A Utah State Senate committee has advanced a bill that would place some relatively mild restrictions on the government’s use of facial recognition. The bill will now move to the full Senate, where it will receive further consideration.
According to proponents, bill SB34 essentially codifies the state’s existing facial recognition guidelines. The Utah Department of Public Safety established those guidelines in October, though they were described as internal best practices rather than binding legislation.
The new bill would seek to make those rules official, adding a layer of transparency and accountability to the state’s use of facial recognition. To that end, police would need to submit a written request before using facial recognition during an investigation, and that request would need to show that there is a good chance that the subject of that investigation is connected to the crime in some way. The technology could only be used during felony investigations, in situations in which there is a direct threat to human life, and to identify someone who is dead or incapacitated and cannot prove their identity on their own.
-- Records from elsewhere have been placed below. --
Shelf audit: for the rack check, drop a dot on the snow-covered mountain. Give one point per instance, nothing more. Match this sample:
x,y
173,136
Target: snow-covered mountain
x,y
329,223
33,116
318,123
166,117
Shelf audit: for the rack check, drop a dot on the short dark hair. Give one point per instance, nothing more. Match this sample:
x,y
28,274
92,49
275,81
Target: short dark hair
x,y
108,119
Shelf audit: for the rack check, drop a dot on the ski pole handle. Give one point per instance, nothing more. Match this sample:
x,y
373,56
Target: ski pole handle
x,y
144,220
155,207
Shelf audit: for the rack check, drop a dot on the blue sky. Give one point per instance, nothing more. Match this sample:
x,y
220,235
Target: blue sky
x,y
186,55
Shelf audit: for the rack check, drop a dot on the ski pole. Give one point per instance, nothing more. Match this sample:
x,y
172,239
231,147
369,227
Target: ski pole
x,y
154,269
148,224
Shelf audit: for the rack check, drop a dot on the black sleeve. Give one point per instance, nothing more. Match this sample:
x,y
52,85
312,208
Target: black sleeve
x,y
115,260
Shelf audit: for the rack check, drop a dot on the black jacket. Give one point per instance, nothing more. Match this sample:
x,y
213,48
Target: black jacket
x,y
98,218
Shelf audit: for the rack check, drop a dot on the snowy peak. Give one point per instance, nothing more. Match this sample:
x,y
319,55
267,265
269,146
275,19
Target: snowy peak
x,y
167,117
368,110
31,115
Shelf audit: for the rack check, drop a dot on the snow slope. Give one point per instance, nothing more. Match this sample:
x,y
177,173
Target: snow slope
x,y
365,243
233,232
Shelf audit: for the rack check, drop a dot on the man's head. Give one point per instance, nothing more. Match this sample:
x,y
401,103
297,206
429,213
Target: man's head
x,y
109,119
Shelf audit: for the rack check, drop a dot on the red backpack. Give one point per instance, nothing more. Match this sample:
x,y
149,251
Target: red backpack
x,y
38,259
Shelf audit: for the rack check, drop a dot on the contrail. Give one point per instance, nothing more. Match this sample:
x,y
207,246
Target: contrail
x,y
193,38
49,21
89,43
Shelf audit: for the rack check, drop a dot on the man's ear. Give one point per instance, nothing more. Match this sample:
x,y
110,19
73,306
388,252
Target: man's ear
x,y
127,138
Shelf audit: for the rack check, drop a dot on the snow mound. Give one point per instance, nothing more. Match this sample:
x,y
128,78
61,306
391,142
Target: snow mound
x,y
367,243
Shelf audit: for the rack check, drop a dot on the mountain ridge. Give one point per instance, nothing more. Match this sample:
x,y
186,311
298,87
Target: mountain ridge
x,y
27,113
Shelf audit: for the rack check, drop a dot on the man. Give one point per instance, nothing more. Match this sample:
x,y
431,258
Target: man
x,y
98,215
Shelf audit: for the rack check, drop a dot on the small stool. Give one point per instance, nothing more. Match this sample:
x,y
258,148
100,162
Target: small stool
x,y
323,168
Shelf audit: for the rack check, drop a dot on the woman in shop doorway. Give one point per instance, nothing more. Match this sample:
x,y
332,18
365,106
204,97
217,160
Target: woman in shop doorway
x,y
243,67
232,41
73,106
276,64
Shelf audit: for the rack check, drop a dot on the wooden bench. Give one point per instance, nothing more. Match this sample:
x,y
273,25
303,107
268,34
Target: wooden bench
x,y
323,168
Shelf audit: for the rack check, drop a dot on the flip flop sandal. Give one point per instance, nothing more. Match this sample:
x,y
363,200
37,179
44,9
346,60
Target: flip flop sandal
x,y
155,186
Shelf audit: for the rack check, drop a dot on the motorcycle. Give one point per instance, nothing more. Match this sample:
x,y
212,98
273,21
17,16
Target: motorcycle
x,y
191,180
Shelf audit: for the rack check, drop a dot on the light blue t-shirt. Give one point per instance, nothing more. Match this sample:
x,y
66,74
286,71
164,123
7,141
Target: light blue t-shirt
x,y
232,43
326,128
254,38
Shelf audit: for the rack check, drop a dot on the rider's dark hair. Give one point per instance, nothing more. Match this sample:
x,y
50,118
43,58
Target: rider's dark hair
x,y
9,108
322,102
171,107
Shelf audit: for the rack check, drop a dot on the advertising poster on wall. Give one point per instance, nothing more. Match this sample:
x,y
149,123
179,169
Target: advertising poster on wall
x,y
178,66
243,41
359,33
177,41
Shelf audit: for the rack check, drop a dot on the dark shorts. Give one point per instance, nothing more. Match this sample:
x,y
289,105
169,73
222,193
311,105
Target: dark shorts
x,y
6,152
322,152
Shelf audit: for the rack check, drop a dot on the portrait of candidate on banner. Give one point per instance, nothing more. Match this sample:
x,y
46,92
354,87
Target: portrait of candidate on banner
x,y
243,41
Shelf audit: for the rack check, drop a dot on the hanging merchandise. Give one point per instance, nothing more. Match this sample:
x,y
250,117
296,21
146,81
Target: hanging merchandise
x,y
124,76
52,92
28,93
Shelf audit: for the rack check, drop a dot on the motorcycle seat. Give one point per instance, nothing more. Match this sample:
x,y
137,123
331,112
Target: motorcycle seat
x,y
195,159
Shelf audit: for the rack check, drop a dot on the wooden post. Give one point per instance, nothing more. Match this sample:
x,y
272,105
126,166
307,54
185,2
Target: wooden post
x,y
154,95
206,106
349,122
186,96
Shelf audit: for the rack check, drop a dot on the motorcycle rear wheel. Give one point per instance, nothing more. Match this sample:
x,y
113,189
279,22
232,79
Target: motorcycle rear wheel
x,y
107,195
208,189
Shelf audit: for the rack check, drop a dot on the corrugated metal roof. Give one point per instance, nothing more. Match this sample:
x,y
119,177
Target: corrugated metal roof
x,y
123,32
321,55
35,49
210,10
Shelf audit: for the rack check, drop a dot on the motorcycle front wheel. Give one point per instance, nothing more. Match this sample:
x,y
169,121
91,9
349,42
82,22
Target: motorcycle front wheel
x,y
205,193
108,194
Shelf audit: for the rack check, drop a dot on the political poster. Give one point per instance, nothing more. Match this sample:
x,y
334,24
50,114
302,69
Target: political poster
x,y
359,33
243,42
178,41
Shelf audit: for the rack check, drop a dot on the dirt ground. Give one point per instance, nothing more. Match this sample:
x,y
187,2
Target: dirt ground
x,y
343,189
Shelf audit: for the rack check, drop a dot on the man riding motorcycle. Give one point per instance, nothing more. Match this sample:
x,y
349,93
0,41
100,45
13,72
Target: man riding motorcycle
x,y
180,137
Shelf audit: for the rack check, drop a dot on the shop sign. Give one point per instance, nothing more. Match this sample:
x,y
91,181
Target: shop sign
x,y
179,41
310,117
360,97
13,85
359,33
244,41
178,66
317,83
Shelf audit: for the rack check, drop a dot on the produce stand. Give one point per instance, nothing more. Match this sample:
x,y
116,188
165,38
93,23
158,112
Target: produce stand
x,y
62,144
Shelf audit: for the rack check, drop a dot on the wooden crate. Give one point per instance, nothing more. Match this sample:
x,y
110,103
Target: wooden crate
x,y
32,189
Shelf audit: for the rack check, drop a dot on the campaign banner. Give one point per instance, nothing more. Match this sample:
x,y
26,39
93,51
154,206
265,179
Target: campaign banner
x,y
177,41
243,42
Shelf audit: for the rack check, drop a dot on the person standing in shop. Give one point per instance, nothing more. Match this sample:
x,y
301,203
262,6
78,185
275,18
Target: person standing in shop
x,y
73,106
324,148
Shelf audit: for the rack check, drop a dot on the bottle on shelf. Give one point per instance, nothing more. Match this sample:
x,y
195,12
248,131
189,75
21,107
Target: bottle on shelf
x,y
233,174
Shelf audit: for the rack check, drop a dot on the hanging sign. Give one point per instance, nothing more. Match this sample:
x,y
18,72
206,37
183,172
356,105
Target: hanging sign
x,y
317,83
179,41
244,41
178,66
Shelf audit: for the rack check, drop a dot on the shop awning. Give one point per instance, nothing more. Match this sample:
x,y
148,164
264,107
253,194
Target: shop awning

As it stands, the state uses its database of driver’s license images to conduct facial recognition services. The new bill would force government employees to disclose that the photos will be used during facial recognition searches when residents apply for a driver’s license, but would not give those residents any way to opt out of the practice. As a result, privacy advocates argue that it will do nothing to limit the police use of facial recognition, though they did support the bill on the grounds that some restrictions are better than none.
“Any attempts by the state to get at the real problems around facial recognition technology would need to be much more expansive,” said Marina Lowe, the legislative and policy counsel with the American Civil Liberties Union of Utah. “If this bill passes, this is the first step and there should be a lot more work done to address the root problems.”
In that regard, privacy advocates noted that the bill does not address the use of facial recognition in surveillance cameras and police body cams, nor does it address searches outside of official police channels. It also does not have sufficient safeguards to mitigate racial and gender bias. The bill states that two trained officers are needed to confirm a match, but matches based on a biased algorithm could still influence those results.
Utah state officials have been trying to increase transparency since they were forced to acknowledge the use of facial recognition, and the fact that the state shares information with other law enforcement agencies, including ICE and the FBI. The Utah bill is much weaker than the bans that have been implemented in other cities, and the revised bill being considered in Massachusetts.